Tuesday, September 9, 2014

New York, New York

In the last couple days I’ve seen a dozen articles on Facebook about how New York is such a lonely place to live, and while my initial instinct would be to disagree considering how many people cram themselves in, I realize that I can’t argue this point. 

This city will chew you up and spit you out and then it will piss on your face. The city of New York just does not give a shit.  

To live here you have to be incredibly strong and focused, glutton for punishment or Crazy with a capital C.  

Or a little of each.   

To be successful in New York City, you have to be independently rich (or supported by the bank of Mom and/or Dad), completely disinterested in having a personal life (as you’ll be working too hard and too long to support your city-choice and you won’t have time or energy to fit in socializing) or a superhero whose superpower is living without sleep or food. 

I’ve lived in New York for just over four years, and if I take a step back I can and should honestly say that I’m doing awesome here. 

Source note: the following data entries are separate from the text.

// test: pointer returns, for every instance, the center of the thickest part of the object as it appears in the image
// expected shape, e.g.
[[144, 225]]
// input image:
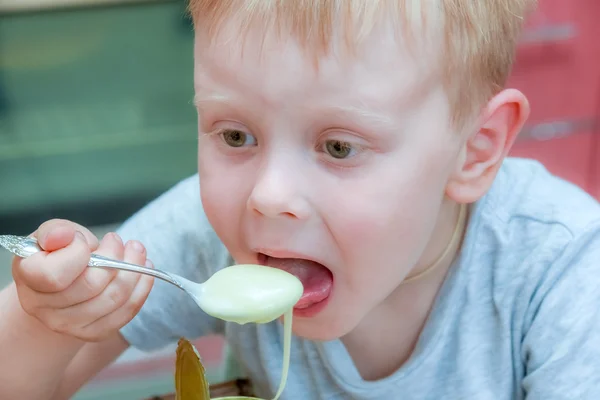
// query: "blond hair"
[[479, 37]]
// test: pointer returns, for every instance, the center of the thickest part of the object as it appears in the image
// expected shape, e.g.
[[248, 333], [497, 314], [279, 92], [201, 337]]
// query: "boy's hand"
[[56, 286]]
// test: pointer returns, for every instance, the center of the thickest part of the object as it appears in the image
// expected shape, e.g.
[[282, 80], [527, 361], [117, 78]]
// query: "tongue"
[[316, 279]]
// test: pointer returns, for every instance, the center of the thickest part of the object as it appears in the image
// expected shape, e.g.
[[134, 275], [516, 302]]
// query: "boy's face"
[[345, 165]]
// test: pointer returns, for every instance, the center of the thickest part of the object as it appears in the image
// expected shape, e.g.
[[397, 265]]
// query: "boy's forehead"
[[383, 68]]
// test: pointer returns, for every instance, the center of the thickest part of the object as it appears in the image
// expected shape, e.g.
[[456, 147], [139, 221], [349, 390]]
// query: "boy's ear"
[[484, 151]]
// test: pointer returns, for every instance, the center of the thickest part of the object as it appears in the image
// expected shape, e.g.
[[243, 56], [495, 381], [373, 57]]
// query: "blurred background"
[[96, 120]]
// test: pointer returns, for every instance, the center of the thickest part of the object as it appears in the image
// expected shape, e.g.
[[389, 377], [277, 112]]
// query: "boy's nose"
[[276, 194]]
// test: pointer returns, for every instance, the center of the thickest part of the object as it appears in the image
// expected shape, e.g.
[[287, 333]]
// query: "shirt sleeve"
[[178, 238], [561, 345]]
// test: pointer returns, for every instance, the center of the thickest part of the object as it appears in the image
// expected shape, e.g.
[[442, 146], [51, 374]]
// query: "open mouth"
[[316, 279]]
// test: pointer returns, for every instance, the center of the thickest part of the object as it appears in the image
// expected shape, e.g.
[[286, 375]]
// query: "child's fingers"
[[57, 234], [114, 321], [54, 272]]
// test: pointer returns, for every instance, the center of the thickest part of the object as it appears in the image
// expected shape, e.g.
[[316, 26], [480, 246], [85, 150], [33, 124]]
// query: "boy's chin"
[[318, 329]]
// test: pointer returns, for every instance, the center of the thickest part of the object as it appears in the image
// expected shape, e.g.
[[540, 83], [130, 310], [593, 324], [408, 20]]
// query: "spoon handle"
[[27, 246]]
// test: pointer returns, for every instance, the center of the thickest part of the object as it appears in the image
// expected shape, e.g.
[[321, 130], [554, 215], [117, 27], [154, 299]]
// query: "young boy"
[[360, 145]]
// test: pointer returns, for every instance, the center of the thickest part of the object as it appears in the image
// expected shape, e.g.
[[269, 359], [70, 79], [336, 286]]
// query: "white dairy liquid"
[[254, 294]]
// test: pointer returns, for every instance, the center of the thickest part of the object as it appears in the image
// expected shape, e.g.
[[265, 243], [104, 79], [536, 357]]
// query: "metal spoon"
[[273, 291]]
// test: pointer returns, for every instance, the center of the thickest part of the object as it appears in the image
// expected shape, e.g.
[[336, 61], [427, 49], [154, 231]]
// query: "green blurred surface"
[[97, 104]]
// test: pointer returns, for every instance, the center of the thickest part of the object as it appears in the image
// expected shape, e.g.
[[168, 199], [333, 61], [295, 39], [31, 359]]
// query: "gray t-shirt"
[[518, 316]]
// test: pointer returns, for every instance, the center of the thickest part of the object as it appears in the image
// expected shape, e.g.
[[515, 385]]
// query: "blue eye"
[[236, 138], [339, 149]]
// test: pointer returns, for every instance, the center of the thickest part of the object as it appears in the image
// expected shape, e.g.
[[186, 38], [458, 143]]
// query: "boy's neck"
[[386, 338]]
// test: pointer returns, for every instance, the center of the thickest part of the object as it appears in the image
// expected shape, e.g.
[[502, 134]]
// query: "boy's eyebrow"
[[212, 98], [364, 113]]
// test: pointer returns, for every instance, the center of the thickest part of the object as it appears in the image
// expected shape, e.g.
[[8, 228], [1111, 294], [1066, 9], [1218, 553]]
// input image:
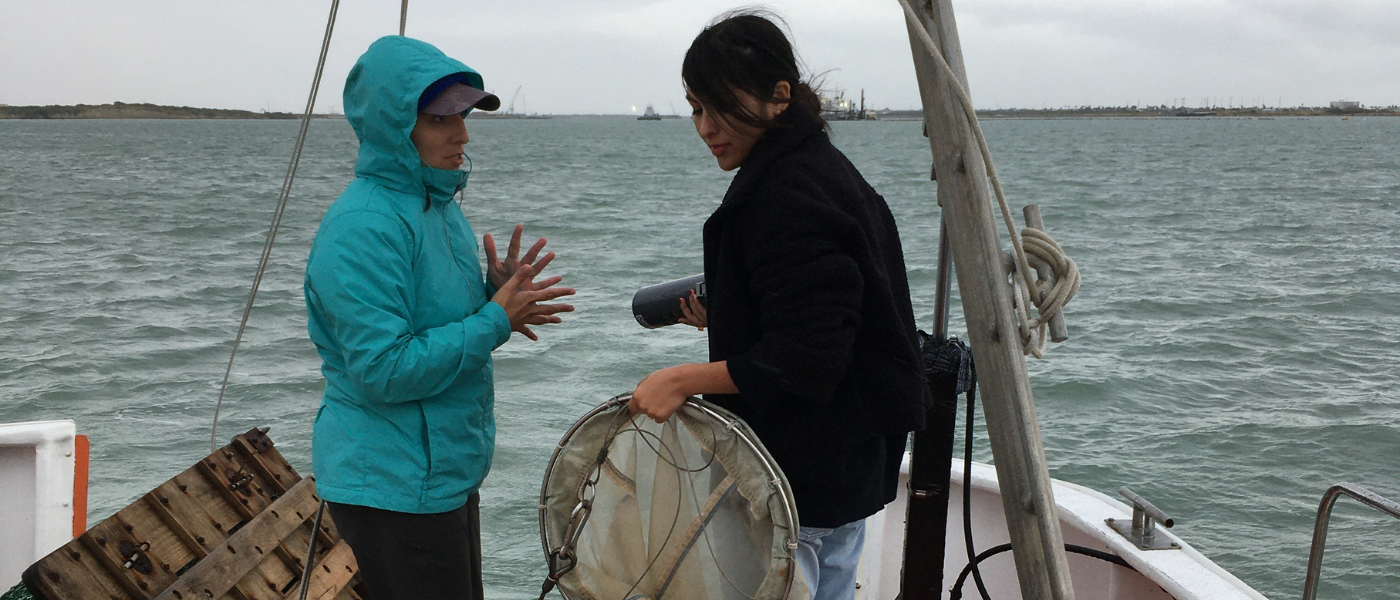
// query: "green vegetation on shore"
[[137, 111], [149, 111], [1137, 112]]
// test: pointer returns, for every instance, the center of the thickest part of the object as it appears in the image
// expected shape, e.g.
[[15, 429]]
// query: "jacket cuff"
[[503, 323], [758, 388]]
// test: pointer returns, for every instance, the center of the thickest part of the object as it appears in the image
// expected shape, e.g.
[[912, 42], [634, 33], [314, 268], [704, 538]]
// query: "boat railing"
[[1362, 495], [1145, 518]]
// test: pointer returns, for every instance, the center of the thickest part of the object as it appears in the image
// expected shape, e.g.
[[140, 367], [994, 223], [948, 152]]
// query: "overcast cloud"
[[612, 56]]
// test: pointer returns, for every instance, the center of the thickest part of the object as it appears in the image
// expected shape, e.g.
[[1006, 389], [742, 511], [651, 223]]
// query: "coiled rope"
[[276, 220], [1032, 246]]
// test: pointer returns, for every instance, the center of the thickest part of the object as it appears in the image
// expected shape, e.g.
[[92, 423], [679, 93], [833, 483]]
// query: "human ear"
[[781, 91]]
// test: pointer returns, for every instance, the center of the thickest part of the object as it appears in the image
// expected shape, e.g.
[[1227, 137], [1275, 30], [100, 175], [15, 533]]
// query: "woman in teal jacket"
[[405, 323]]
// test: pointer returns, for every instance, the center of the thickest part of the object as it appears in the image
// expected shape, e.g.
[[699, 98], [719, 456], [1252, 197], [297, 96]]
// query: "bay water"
[[1232, 350]]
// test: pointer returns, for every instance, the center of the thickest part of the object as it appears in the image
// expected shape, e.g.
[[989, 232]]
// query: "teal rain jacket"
[[399, 309]]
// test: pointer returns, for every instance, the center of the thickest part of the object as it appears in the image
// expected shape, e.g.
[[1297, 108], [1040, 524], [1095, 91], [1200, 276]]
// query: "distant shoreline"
[[140, 111], [1152, 112], [149, 111]]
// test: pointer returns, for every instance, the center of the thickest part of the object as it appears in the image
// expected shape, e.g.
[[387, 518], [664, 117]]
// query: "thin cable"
[[972, 557], [276, 220], [311, 553], [955, 593]]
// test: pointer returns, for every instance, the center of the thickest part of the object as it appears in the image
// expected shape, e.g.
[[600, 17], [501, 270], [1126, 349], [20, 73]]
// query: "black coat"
[[808, 302]]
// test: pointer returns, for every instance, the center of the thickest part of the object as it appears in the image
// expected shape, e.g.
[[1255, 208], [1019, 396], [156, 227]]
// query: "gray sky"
[[612, 56]]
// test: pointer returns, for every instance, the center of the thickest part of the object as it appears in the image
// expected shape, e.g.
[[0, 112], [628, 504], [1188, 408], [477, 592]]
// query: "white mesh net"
[[693, 508]]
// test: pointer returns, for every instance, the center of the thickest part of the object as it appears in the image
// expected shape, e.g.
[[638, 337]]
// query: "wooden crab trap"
[[237, 525]]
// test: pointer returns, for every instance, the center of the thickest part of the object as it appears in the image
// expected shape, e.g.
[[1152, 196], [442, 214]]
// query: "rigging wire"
[[1040, 248], [276, 218]]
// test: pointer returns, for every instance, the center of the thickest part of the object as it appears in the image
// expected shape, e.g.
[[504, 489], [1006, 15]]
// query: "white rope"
[[1040, 248], [276, 220]]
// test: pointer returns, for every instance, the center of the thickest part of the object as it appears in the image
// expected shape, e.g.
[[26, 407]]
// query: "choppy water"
[[1232, 348]]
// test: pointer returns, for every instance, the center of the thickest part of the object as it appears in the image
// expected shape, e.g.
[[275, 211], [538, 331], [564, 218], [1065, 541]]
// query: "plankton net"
[[689, 509]]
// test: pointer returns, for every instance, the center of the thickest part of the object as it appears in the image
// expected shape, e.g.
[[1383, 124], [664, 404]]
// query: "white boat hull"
[[37, 463], [1182, 574]]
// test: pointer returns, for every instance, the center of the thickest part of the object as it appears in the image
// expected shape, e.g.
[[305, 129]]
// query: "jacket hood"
[[381, 102]]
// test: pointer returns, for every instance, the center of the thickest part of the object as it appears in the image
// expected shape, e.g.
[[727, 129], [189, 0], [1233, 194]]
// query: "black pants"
[[415, 557]]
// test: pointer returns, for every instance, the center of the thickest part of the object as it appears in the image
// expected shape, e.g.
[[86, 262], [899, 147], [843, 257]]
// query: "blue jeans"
[[828, 558]]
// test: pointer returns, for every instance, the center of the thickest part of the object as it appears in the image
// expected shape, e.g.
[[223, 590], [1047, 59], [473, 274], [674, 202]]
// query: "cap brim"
[[458, 98]]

I have a day-job that pays me more than I need (NOT – mind you, more than I’d like or more than I spend), but a job that’s (mostly) supportive of my acting career with a boss whom I respect.  I have an acting career - an actual acting career.  I get called back more often than not, I perform weekly in the city and tour outside it at least once a month and I’ve shot three commercials this year.  Doesn’t sound like much to people outside the industry, but from within, I’m doing awesome.  I have a tiny incredibly strange little dog that I love more than is reasonable.  I have a great and big apartment that I share with someone who isn’t home very often, pays their rent on time and who doesn’t steal.   I have made several good and true friends living here.   People who are kind and like-minded and who are supportive in every way I need them to be.  People who make my life better.   I can afford a gym membership and a monthly metro card.  I eat at least three times a day.   

Big picture? Life is good. 

However, the reminder to take a step back and appreciate things comes from a very tiny voice in my brain that rarely has the guts to speak up.   She's usually crying in the corner somewhere feeling lousy. 

Living in NYC means you are constantly comparing yourself to other people and are, 100% of the time coming up short.  There is always someone within a hundred feet of you who is smarter, prettier, thinner, and funnier than you.  Whatever hat you’re trying to wear in that moment, there will always be someone right behind you wearing it better.  Someone stronger with better connections.  Someone nicer with a savvier sense.  Someone who wants it more than you and who is willing to pay less.   New York is filled with people who have something to prove.  And being a success in this city means sacrificing a little piece of your soul in order to get what you want.    Not necessarily a piece you’re sad to lose but a piece none the less.

I just got back from a visit to LA and for the first time in my adult life, I can actually picture living there.  My dog would certainly prefer the constant sunshine to the bits and pieces of sunlight she finds here.  While NYC is still the city I need to be I finally can see the door thru which I will exit living here.   I don’t want to grow old here.   The ways in which you have to harden to survive as an elderly person in Manhattan is terrifying.  When I’m old and gray I don’t want to have to schlep up two flights of stairs to get somewhere.  I don’t want to be the crazy woman who mumble yells at everyone for being too close to her.  I don’t want to have a stroke in the middle of a subway car and have people around me too engrossed in whatever is happening on their phones to notice.  I don’t want to die on a park bench and have people assume I’m napping.  

New York, while I wouldn’t call what we have a love affair – it is certainly a relationship, one that I put way more effort into than you.  A relationship that will always be lopsided.  


But I’m not ready to break up just yet New York, so screw you for thinking it.  You’re not rid of me just yet.